Written by Sawyer Bullock

Come summer 2018, the Canadian government will legalize the purchase and consumption of marijuana. Age restrictions will vary by province but are expected to parallel those set for alcohol. This newfound liberty of the “devil’s lettuce” raises a question for the Canadian Church: what is the appropriate use of marijuana?  

The Bible doesn’t mention marijuana—nor smoked salmon or baked brie—but this alone is not license for recreational consumption. While Christians are called to honour ruling governments and leaders (Romans 13), the fundamental metric for our lives is theological and our reasoning should reflect this.  

A good place to start is by examining how the Bible approaches similar topics, in this case, alcohol. Simply put, we are told “Do not get drunk with wine… but be filled with the Spirit” (Ephesians 5:18). Through this and other passages, we see a warning against recreationally seeking impaired sobriety and consciousness.  

This principle appears to be independent of the means: how you become impaired is not the problem; the problem is that in this state you are controlled by the substance and not the Spirit. Analogically, this can then be applied to marijuana and a host of other substances. Getting high on painkillers is also not illegal, but one would be hard-pressed to form a supporting biblical argument.  

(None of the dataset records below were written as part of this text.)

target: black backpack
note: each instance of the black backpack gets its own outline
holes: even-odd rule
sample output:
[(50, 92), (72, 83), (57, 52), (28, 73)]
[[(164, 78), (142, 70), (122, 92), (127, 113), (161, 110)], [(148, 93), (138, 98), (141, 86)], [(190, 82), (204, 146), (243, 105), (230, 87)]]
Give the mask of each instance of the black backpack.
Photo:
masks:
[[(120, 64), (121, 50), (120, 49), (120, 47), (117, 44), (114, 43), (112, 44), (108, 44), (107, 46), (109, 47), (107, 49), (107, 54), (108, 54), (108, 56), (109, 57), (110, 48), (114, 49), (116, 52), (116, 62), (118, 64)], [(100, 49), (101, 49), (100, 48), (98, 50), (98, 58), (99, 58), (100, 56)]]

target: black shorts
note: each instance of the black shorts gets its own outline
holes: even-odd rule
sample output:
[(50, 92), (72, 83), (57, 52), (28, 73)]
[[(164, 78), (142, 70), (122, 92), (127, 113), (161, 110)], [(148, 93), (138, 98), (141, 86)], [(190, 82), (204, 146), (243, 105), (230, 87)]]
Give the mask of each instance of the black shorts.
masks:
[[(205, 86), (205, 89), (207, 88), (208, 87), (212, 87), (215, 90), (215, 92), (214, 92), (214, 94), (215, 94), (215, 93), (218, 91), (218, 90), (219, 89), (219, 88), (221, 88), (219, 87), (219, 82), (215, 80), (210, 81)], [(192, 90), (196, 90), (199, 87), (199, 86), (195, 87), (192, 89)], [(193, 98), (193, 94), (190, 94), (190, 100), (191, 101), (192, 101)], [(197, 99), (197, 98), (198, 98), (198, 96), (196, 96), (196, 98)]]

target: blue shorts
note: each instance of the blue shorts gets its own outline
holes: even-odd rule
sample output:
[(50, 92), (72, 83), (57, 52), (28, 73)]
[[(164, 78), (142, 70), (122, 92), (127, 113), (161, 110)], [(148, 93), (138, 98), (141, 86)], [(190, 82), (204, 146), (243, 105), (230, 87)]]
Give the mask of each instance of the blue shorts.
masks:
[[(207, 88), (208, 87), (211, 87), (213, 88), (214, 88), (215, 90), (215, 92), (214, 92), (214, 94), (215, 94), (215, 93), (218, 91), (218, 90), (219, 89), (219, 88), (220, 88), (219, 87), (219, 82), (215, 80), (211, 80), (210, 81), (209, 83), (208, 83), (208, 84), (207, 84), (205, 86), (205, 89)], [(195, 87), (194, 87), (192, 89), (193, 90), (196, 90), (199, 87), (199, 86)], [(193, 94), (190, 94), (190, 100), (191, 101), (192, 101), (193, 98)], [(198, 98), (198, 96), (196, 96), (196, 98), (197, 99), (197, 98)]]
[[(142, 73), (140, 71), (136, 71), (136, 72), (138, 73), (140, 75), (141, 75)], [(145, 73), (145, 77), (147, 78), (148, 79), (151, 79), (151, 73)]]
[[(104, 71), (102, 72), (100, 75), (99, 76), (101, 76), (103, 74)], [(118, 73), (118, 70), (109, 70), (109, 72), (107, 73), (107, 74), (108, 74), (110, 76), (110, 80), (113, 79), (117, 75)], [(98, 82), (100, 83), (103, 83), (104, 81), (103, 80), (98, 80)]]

“But what if I don’t smoke it to get high?” This is where the comparison to alcohol breaks down. Marijuana intoxication occurs at less than 7mg of THC (approximately 4 puffs); while it is very possible to enjoy alcohol without drunkenness, smoking without getting high is not a feasible option. Further, intoxication is the only recreational purpose of marijuana—and this is the very use that God forbids. Notice that this does not condemn the many medicinal uses of marijuana.  

Following this point, a Christian does well to remember that while we have a body, our body is not only our own: whether we eat, or drink, or sleep, we are to do all to the glory of God (1 Corinthians 10:31). When considering marijuana, we should ask, “Does this help me love God?” “Does this help me show Him as all satisfying and desirable?” “Does this stir up my heart to worship or does it numb me to His supremacy?”  

Secondly, the Christian must ask, “Does this help me love others?” “Does this affect my witness?” We must move beyond self-obsession and towards sacrificial love, being prepared to give up all things, even our very lives, for the furtherance of the gospel.  

Along this note of bodily stewardship, it is worth noting the health risks involved—though, conveniently, sources are difficult to find. A highly respected peer reviewed journal, the New England Journal of Medicine, has an article “Adverse Health Effects of Marijuana Use” which shows the risk of mental health issues and addiction, especially amongst adolescent males. Anywhere from 25-50% of those who smoke daily will become addicted, and those who start in their teens are two to four times more likely to become addicted than those beginning in adulthood. The effects on brain development and performance, relation to mental illness, as well as possibly serving as a gateway drug, raises many issues worthy of serious consideration. 

May we as Christians rise above what is merely permissible and seek to honour God with our minds and our bodies. Let this serve as a template for walking through this topic and others which come our way.